A vulnerability has been identified in github.com/nwaples/rardecode versions 2.1.1 and earlier, tracked as CVE-2025-11579. The vulnerability was discovered and disclosed on October 10, 2025, affecting the RAR file processing functionality of the software. The issue stems from the application's failure to properly restrict dictionary sizes when processing RAR files (NVD, AttackerKB).

The vulnerability is characterized by the software's failure to restrict dictionary size when reading large RAR dictionary sizes. This has been classified as CWE-789 (Memory Allocation with Excessive Size Value). The vulnerability has received a CVSS v3.1 base score of 5.3 (Medium), with the following vector: CVSS:3.1/AV:N/AC:L/PR:N/UI:N/S:U/C:N/I:N/A:L. The scoring indicates that the vulnerability can be exploited over the network, requires low attack complexity, needs no privileges or user interaction, and primarily affects availability (NVD, Red Hat).

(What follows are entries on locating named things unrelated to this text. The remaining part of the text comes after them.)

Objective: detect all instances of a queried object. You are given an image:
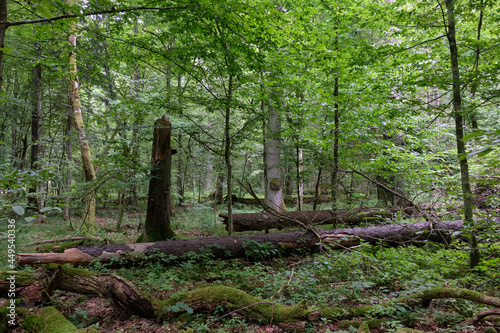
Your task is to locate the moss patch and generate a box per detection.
[154,286,311,322]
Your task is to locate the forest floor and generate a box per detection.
[0,200,500,333]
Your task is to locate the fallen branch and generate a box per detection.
[21,237,103,246]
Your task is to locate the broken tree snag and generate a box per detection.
[18,221,464,266]
[219,208,411,231]
[141,116,175,242]
[33,265,154,319]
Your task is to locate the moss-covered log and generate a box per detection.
[160,286,500,323]
[21,306,98,333]
[219,207,413,231]
[13,265,500,330]
[34,265,154,318]
[18,222,463,265]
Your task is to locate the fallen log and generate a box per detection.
[17,266,500,332]
[219,207,413,231]
[17,221,464,266]
[229,194,331,206]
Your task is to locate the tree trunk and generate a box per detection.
[0,0,9,93]
[35,265,154,319]
[313,166,323,210]
[219,208,413,231]
[446,0,480,268]
[69,14,97,233]
[332,76,339,220]
[297,147,304,212]
[224,75,233,236]
[18,221,464,266]
[29,42,46,223]
[143,116,175,242]
[264,88,284,212]
[7,265,500,333]
[177,128,184,206]
[64,105,73,222]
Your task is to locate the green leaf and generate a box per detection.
[36,5,52,18]
[12,206,24,216]
[467,147,493,157]
[462,131,484,142]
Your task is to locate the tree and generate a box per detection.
[445,0,480,268]
[140,116,175,242]
[68,5,97,233]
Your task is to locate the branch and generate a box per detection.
[21,237,103,246]
[388,35,446,55]
[236,180,321,242]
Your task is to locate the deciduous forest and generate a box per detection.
[0,0,500,333]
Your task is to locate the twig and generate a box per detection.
[21,237,103,246]
[237,180,321,242]
[269,267,293,299]
[474,275,500,290]
[207,302,274,326]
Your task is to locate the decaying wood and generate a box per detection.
[33,265,154,318]
[22,237,102,246]
[11,265,500,332]
[219,207,413,231]
[18,221,464,266]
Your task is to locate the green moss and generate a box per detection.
[320,305,372,319]
[45,264,99,277]
[338,319,386,328]
[358,321,370,333]
[154,286,311,322]
[21,315,45,332]
[0,306,8,333]
[0,299,28,333]
[21,306,78,333]
[0,271,33,285]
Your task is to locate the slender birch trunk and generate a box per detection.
[446,0,480,268]
[68,14,97,233]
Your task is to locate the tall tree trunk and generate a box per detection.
[177,75,184,206]
[470,0,484,130]
[264,84,284,212]
[64,105,73,222]
[224,75,233,236]
[446,0,480,268]
[142,116,175,242]
[297,147,304,211]
[332,76,339,224]
[29,42,46,223]
[69,12,97,233]
[0,0,9,93]
[313,166,323,210]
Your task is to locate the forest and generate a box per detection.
[0,0,500,333]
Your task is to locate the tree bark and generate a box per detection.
[224,74,233,236]
[29,42,46,223]
[69,10,97,233]
[264,88,284,212]
[34,265,154,319]
[143,116,175,242]
[18,221,464,266]
[64,105,73,222]
[446,0,480,268]
[0,0,9,92]
[219,207,420,231]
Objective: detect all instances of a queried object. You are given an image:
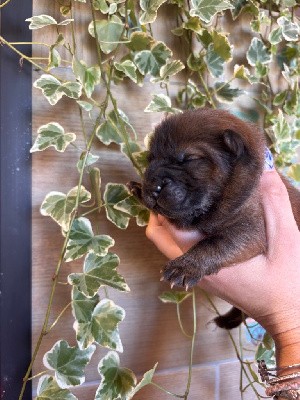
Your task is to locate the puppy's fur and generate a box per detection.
[130,109,300,328]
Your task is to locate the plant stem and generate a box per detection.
[184,288,197,400]
[150,382,185,399]
[176,304,192,339]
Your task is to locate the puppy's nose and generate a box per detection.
[152,185,162,199]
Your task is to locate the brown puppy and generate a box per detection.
[129,109,300,328]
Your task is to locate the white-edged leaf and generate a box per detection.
[40,186,91,231]
[103,183,130,229]
[140,0,167,25]
[144,93,182,114]
[35,375,78,400]
[30,122,76,153]
[246,37,272,67]
[190,0,234,24]
[43,340,96,389]
[73,292,125,353]
[95,351,136,400]
[65,217,115,262]
[128,363,157,400]
[25,14,57,29]
[277,16,299,42]
[159,290,192,304]
[68,253,130,297]
[88,20,124,54]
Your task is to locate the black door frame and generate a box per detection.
[0,0,32,400]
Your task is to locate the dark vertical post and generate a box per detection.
[0,0,32,400]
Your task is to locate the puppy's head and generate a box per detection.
[142,109,264,225]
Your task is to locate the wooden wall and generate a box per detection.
[32,0,260,400]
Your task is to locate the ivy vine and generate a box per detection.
[0,0,300,400]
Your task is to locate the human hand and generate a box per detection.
[146,171,300,365]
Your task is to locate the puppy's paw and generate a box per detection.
[126,181,142,200]
[163,258,203,290]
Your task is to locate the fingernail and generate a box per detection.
[264,147,275,171]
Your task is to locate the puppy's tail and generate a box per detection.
[214,307,247,329]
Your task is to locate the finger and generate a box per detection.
[260,171,299,258]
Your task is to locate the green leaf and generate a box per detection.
[33,74,82,106]
[159,60,184,81]
[159,290,192,304]
[74,292,125,352]
[247,37,272,66]
[272,109,291,142]
[40,186,91,231]
[30,122,76,153]
[211,30,232,61]
[72,57,101,98]
[144,93,182,114]
[25,14,57,29]
[114,196,150,226]
[77,151,99,173]
[190,0,233,24]
[88,20,124,54]
[68,253,130,297]
[115,60,137,83]
[43,340,96,389]
[128,363,157,400]
[65,217,115,262]
[134,42,172,76]
[72,286,100,322]
[103,183,130,229]
[205,43,224,78]
[140,0,167,25]
[277,17,299,42]
[215,82,244,103]
[36,375,78,400]
[95,351,136,400]
[269,27,282,44]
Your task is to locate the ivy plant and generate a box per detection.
[0,0,300,400]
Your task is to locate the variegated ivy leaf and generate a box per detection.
[103,183,130,229]
[25,14,74,30]
[158,290,192,304]
[114,196,150,226]
[77,151,99,173]
[40,186,91,232]
[115,60,137,83]
[33,74,82,106]
[95,351,137,400]
[190,0,233,24]
[140,0,167,25]
[246,37,272,67]
[65,217,115,262]
[215,82,244,103]
[72,288,125,352]
[144,93,182,114]
[30,122,76,153]
[72,57,101,98]
[25,14,57,29]
[211,30,232,61]
[43,340,96,389]
[96,109,137,146]
[88,16,124,54]
[68,253,130,296]
[134,42,172,76]
[35,375,78,400]
[128,363,157,400]
[205,43,224,78]
[151,60,184,82]
[277,17,299,42]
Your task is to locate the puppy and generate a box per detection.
[129,108,300,329]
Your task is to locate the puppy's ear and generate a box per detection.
[223,129,245,158]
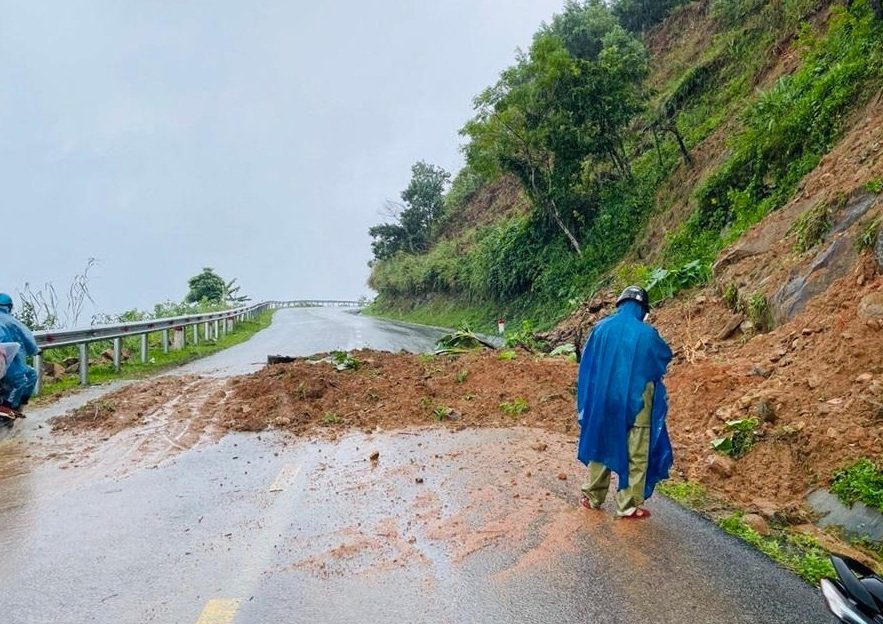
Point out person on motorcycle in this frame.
[576,286,672,519]
[0,293,40,418]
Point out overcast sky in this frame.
[0,0,563,324]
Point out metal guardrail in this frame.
[34,299,362,394]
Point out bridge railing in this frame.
[34,299,362,393]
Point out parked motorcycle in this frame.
[821,554,883,624]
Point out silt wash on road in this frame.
[0,309,831,624]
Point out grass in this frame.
[32,310,274,405]
[657,479,834,585]
[718,510,834,585]
[500,397,530,416]
[831,457,883,511]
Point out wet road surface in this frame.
[0,310,831,624]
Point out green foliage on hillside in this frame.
[369,0,883,332]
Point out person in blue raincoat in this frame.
[576,286,672,518]
[0,293,39,418]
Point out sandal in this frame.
[616,507,650,520]
[579,496,601,511]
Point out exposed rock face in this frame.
[874,219,883,268]
[770,236,858,324]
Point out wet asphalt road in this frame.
[0,309,832,624]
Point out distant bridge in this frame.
[273,299,367,308]
[34,299,367,394]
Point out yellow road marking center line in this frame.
[270,464,300,492]
[196,598,239,624]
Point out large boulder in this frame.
[770,236,858,324]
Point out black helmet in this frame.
[616,286,650,314]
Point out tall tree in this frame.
[184,267,227,303]
[461,0,649,254]
[368,161,451,260]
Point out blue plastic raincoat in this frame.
[576,301,673,498]
[0,309,39,409]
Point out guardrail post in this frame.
[113,338,123,373]
[77,342,89,386]
[34,353,43,395]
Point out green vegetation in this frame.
[711,417,758,459]
[865,177,883,195]
[322,412,341,425]
[35,310,274,403]
[831,457,883,511]
[500,397,530,416]
[331,351,359,370]
[718,511,834,585]
[184,267,248,306]
[789,202,831,253]
[369,0,883,332]
[657,480,834,585]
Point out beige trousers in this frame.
[582,381,653,514]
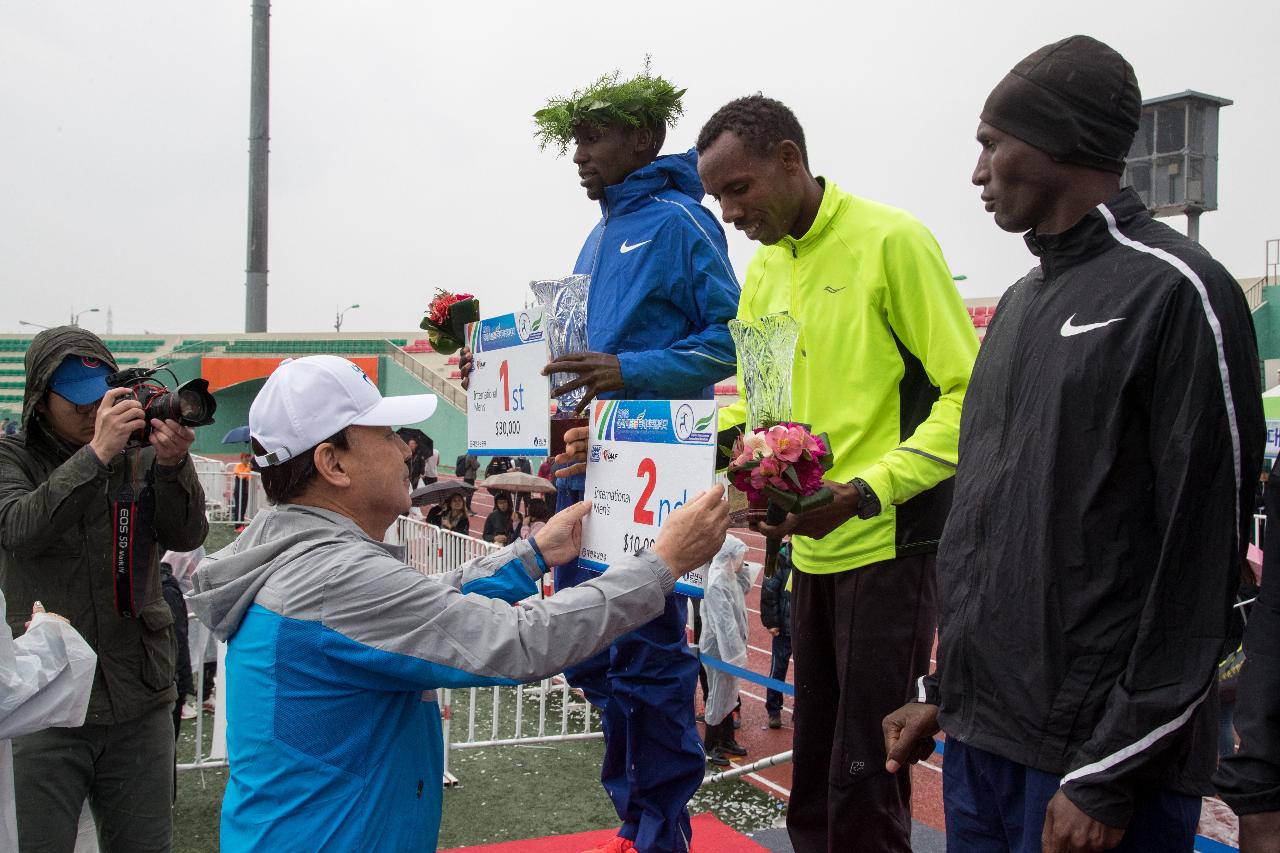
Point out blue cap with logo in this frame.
[49,355,111,406]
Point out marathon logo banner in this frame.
[468,307,545,352]
[593,400,716,445]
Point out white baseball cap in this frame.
[248,355,436,467]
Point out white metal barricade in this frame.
[388,516,604,784]
[388,515,499,575]
[191,455,266,525]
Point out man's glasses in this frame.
[49,389,101,415]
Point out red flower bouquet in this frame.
[420,288,480,355]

When exploited, this vulnerability can lead to a Denial of Service condition through an Out Of Memory Crash. The impact is primarily focused on system availability, with no direct effect on confidentiality or integrity of the system (NVD).

According to Red Hat's security advisory, mitigation for this issue is either not available or the currently available options do not meet their Product Security criteria for ease of use, deployment, and stability. Organizations are advised to monitor for updates from the software maintainers (Red Hat).